Senior officers are worried that if they are tasked with making sure people stick to eased social distancing measures it could damage the relationship between the police and the public.
There is particular concern about the prospect of trying to make sure people adhere to the concept of only meeting with a strict ‘bubble’ of friends or family – one of the ways forward believed to be being considered by ministers.
Chief constables are therefore arguing the nation should be trusted to play by the rules so officers can go back to tackling crime which experts believe will increase after lockdown is lifted.
Nicola Sturgeon, the Scottish First Minister, has previously said her devolved administration is weighing up the merits of a ‘bubble’ scheme, with the UK government also thought to be looking at the idea.
This would allow people to meet with a select group of close friends or family but it would only work if the selection of people always remained the same.
The idea of asking the police to make sure that people are only meeting with the same group of people has sparked widespread concern at forces up and down the country.
One chief constable told The Times: ‘If people are allowed to meet up with a circle of up to ten people, we shouldn’t be asked to police that. How ridiculous is that?
‘It would be impossible to police.
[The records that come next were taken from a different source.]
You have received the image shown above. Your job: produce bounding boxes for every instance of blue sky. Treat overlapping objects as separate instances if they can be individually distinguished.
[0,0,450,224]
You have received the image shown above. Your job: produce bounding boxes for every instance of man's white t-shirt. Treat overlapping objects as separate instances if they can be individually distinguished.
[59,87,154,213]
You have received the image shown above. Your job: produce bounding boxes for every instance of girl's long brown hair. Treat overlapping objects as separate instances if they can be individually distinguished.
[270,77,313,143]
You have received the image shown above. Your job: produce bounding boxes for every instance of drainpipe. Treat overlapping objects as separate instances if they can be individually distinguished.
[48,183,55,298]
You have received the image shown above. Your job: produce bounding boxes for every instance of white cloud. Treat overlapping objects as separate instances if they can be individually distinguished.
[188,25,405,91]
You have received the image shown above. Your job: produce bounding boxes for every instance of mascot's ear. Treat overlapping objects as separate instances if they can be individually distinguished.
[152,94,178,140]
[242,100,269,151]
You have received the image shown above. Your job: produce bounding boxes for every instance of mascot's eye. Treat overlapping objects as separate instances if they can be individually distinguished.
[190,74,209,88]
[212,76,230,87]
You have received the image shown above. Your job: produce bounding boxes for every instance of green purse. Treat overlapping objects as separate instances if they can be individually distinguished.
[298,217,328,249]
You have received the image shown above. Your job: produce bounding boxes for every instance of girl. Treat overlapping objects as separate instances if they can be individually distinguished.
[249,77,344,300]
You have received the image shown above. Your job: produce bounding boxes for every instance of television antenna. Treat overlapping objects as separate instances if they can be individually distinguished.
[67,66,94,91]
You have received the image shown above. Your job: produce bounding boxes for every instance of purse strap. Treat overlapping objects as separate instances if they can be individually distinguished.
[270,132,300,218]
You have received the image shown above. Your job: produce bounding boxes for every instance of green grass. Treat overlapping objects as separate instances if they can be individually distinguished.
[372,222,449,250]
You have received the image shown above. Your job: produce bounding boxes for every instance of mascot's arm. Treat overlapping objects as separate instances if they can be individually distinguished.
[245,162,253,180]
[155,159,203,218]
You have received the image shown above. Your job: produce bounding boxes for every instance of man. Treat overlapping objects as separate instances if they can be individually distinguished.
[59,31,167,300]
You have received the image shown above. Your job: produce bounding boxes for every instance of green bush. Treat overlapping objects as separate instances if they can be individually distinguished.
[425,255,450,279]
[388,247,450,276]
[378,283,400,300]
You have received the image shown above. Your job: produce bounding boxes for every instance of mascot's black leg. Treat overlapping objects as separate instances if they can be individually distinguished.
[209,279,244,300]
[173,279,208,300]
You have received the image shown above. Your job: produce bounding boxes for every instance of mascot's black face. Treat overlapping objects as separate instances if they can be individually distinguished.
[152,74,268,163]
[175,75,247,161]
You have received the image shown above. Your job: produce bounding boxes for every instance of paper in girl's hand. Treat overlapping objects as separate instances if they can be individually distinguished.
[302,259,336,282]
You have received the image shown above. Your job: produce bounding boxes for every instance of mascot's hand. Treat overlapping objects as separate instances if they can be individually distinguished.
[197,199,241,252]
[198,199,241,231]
We are in discussion with the government on what we can do but there is going to have to be a different approach.’
A second chief constable said: ‘We are clear that we don’t want to be relied on for enforcement as restrictions are lifted.’
A third insisted the public should be trusted to take responsibility for their actions as they have largely been asked to during the first phase of lockdown.
They said that will be ‘even more important in the next phase’, adding: ‘When the rules become more complex, of course it will be difficult to expect the police to have a role in enforcing them.’
Boris Johnson is expected to unveil his lockdown exit strategy in an address to the nation on Sunday, having delayed the announcement from Thursday as frantic work continues in Whitehall.
It won’t be the police who will be monitoring that.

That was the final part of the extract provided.